A central bank spokesman said the Kuwaiti dinar had been revalued for the first time since January 2005 to allow a 1 percent appreciation against the dollar.
The dinar, which like other currencies in the world's main oil exporting region is pegged to the dollar, strengthened to 0.2891 to the dollar from 0.2920 a day earlier.
Kuwait, Saudi Arabia and their four neighbours of the Gulf Co-operation Council, which supply a fifth of the world's oil needs, are working towards currency union in 2010. Speculation swept regional markets that other countries may follow suit.
"It makes sense as all of them are facing substantial inflows which they are having to sterilise to dampen inflation," said Richard Fox, sovereign credit analyst at Fitch Ratings.
"The issue now is what the other GCC countries may do and if this is a precursor to a more flexible GCC currency."
Central banks across the Gulf were closed on Thursday for the Muslim weekend. A Qatari central banker said the country had no plan yet for a revaluation. Officials in the United Arab Emirates and Oman declined to comment.
The Gulf states, all staunch US allies, also came under rare public pressure from the United States this year to address their mounting current account balance of payments surpluses.
A US Treasury paper in March highlighted the scale to which soaring oil prices has boosted the current account surpluses of the big crude-exporting nations and exaggerated US deficits. It said oil exporters now needed to play a role in unwinding those gaps.
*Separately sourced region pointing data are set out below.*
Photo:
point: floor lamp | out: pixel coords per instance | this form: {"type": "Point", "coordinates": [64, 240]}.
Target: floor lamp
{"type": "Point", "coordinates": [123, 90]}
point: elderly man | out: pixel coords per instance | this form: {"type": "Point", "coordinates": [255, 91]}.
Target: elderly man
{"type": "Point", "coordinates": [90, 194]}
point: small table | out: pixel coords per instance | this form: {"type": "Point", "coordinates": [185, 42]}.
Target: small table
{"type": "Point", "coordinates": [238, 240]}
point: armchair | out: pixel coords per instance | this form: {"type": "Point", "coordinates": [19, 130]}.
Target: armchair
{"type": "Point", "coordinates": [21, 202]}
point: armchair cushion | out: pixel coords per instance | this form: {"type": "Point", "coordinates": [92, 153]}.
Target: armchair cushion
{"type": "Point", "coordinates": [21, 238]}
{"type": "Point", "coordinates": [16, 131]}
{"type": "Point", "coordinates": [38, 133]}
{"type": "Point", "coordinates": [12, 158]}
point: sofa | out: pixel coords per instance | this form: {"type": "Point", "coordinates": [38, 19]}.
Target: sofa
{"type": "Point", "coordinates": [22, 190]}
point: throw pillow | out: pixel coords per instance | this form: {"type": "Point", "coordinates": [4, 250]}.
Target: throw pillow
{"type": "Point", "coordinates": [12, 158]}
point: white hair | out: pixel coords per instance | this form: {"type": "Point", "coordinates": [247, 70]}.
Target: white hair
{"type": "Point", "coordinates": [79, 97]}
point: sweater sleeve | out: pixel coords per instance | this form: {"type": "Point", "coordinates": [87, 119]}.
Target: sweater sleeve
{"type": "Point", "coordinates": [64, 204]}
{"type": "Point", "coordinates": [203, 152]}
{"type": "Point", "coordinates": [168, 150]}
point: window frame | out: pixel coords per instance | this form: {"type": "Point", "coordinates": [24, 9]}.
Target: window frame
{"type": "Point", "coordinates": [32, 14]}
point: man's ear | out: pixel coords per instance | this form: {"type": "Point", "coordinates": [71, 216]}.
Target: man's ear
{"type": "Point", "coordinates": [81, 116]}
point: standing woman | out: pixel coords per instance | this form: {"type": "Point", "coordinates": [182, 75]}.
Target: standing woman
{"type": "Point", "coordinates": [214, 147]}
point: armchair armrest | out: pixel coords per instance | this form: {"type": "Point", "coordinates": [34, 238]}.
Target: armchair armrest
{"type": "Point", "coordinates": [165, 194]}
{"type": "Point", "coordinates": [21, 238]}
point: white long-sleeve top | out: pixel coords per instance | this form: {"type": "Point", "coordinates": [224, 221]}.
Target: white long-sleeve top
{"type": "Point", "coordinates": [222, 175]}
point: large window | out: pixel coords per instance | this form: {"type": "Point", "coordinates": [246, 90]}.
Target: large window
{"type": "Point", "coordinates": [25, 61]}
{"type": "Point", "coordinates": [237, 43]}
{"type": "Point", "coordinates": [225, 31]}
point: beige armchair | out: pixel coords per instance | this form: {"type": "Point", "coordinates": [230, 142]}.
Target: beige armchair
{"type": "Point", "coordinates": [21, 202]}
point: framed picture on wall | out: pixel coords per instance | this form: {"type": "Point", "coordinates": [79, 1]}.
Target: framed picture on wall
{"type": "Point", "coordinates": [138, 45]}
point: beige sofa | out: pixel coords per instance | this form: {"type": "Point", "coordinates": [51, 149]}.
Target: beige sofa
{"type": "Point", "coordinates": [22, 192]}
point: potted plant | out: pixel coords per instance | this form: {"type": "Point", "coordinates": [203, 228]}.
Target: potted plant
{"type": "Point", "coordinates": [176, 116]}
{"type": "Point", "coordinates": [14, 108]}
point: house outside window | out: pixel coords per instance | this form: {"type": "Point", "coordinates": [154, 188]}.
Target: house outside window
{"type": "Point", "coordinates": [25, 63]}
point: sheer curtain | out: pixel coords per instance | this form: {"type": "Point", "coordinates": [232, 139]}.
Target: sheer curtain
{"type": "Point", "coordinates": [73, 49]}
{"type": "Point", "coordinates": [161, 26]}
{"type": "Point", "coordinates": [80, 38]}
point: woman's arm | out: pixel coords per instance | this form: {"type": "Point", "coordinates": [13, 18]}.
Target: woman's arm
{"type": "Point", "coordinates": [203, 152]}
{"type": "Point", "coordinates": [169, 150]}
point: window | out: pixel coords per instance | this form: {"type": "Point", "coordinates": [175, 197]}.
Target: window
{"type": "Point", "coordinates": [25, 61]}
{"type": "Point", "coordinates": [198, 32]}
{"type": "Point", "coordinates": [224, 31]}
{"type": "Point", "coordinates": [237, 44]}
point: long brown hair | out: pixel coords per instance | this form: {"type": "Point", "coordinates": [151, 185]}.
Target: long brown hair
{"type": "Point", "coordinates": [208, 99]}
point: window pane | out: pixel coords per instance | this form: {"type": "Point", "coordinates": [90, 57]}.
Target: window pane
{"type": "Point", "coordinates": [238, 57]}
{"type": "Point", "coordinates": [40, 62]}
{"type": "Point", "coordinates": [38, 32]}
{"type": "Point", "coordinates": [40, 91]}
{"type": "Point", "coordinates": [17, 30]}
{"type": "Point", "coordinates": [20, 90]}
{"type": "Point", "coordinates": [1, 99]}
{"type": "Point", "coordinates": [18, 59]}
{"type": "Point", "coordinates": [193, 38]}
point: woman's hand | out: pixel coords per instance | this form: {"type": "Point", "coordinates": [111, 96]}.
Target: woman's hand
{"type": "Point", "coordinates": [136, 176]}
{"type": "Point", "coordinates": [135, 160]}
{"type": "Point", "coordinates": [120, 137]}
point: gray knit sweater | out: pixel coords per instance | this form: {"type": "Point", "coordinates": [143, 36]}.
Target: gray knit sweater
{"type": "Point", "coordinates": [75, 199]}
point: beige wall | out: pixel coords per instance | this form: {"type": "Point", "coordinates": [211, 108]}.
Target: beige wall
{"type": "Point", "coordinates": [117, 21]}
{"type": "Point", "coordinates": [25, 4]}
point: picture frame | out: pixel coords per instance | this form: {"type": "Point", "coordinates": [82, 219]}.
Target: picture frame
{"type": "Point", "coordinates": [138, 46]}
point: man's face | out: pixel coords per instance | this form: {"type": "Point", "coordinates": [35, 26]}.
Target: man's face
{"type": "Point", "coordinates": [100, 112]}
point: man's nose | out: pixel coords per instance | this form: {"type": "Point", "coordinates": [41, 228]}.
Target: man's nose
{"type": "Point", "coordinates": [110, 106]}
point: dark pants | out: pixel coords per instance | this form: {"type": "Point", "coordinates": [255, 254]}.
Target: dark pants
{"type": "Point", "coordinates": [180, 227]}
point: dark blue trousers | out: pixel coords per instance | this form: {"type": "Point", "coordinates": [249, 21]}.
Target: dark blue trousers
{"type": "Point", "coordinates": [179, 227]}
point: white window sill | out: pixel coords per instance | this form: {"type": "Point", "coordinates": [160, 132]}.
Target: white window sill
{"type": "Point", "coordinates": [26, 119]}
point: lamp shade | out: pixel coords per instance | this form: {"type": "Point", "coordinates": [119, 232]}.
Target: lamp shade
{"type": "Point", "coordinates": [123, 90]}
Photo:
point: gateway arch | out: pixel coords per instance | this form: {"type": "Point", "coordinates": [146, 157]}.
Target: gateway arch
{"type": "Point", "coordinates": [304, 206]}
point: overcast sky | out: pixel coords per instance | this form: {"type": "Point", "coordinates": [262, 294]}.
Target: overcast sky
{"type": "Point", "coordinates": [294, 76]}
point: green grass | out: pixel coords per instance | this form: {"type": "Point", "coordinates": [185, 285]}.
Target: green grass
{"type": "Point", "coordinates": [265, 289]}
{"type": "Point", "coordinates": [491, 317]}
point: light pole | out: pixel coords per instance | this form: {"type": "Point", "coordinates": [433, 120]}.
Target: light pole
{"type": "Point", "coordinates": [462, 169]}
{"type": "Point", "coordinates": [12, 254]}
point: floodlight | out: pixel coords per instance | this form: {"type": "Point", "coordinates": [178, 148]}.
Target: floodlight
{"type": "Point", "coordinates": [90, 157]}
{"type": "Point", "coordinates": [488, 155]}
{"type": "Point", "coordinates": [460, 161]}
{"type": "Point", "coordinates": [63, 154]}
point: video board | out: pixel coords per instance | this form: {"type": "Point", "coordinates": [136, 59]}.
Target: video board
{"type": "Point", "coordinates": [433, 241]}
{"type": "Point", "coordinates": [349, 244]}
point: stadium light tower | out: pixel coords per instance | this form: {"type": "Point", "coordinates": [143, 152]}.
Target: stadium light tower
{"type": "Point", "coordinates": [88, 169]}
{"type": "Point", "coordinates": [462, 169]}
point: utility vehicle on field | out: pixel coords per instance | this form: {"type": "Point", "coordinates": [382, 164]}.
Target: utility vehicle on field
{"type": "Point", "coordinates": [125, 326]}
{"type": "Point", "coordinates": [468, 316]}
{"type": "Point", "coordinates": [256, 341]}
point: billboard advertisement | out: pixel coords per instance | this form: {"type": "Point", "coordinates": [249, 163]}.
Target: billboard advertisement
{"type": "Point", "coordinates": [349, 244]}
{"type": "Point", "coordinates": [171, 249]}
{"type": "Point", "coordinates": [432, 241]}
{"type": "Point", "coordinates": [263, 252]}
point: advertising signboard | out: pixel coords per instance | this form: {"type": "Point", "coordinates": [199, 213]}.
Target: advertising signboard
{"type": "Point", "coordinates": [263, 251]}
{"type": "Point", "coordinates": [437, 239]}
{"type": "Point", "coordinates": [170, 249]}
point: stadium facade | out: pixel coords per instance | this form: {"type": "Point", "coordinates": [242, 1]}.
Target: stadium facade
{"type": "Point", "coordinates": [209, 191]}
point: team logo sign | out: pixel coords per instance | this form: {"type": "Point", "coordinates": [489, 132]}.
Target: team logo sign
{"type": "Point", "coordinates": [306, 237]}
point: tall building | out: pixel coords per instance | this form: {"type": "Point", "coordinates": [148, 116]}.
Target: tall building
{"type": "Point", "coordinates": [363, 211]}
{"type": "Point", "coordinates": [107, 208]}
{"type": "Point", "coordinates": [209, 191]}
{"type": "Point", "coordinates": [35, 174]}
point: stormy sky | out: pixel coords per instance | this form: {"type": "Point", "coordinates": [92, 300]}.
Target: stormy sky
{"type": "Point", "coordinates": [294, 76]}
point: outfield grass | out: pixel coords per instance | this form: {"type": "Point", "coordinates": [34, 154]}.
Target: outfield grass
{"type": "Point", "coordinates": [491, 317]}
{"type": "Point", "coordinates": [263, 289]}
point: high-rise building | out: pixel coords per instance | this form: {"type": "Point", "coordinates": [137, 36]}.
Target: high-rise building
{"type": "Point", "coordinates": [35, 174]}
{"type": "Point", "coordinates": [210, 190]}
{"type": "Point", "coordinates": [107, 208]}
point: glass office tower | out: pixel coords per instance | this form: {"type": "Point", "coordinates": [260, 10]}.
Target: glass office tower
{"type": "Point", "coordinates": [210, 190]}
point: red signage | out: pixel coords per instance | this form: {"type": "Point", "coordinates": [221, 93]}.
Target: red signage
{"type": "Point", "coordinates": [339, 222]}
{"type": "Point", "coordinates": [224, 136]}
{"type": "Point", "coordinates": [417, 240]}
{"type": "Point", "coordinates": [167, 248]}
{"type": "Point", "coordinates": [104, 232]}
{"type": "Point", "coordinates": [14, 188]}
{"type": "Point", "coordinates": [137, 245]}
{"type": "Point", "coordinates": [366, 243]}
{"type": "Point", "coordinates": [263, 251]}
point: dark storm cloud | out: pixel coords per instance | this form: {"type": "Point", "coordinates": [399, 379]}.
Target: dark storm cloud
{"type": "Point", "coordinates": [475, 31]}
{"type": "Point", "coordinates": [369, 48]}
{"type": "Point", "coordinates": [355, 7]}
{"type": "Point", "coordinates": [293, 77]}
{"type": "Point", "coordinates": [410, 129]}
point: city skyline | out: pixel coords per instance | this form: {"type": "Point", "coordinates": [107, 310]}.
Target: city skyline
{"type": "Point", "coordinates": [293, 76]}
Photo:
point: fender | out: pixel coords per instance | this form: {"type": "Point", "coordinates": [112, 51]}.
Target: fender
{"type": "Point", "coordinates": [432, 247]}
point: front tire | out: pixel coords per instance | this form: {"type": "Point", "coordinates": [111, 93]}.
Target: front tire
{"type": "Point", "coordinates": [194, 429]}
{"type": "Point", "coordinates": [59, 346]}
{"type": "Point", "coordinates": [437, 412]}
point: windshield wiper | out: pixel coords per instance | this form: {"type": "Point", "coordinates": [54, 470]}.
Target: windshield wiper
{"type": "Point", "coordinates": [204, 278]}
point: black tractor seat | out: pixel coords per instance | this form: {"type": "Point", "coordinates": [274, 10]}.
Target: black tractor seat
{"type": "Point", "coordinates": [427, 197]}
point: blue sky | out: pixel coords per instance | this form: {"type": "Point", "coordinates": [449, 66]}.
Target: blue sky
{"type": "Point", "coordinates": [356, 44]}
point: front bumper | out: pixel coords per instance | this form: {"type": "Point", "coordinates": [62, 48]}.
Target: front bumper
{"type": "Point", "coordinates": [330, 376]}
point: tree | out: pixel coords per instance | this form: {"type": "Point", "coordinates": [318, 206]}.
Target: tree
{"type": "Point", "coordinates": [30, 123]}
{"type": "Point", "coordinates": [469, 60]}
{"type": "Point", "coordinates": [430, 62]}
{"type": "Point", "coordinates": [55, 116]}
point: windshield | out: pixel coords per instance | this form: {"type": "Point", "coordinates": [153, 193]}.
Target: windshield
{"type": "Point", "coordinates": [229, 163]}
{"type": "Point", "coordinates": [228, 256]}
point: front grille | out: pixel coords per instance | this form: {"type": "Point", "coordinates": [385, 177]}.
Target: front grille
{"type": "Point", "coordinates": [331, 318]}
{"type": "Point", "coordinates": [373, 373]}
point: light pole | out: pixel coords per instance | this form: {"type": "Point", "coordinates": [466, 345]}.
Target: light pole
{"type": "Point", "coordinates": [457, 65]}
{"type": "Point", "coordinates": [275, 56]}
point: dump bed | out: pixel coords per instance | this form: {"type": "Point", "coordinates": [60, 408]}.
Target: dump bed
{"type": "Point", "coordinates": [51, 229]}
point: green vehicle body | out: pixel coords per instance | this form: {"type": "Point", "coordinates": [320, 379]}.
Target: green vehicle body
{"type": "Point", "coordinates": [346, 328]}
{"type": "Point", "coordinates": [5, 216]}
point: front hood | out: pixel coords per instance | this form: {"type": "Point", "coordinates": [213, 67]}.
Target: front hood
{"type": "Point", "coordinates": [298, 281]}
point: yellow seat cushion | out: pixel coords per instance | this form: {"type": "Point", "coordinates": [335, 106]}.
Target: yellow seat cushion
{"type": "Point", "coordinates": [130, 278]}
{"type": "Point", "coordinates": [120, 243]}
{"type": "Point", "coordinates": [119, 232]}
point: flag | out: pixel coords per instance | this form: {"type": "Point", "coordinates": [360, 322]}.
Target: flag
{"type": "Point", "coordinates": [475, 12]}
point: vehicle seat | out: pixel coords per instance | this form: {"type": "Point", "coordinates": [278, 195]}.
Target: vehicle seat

At their April meeting in Washington, finance chiefs from the Group of Seven industrial powers also called for shared responsibility for redressing global imbalances and said it was up to the market to do so. "This is consistent with the G7 communiqué," said Dwyfor Evans at Bank of America. "If you're going to revalue, it makes sense to do it when oil is above $70 a barrel".
Kuwait usually matches US Federal Reserve rate changes within days but has not followed the last few moves. It has so far left the benchmark dinar discount rate unchanged at 6 percent after Wednesday's 25 basis points Fed hike but raised its repo rate to 5.625 percent, an increase of 0.25 percent.
The Saudi riyal surged 100 ticks against the US dollar hitting day's high of 3.7414, up around a quarter percent, after closing at 3.7503 on Wednesday.
Steve Brice, Middle East Economist at Standard Chartered Bank in Dubai, said the Saudi appreciation was driven by hedge fund activity in the riyal forward market, which started after the central bank failed to match the last Fed move.
Bankers said there was talk the riyal could be revalued soon. Saudi shares, which have been crashing since February, recovered most of their session losses on Thursday after the revaluation talk began.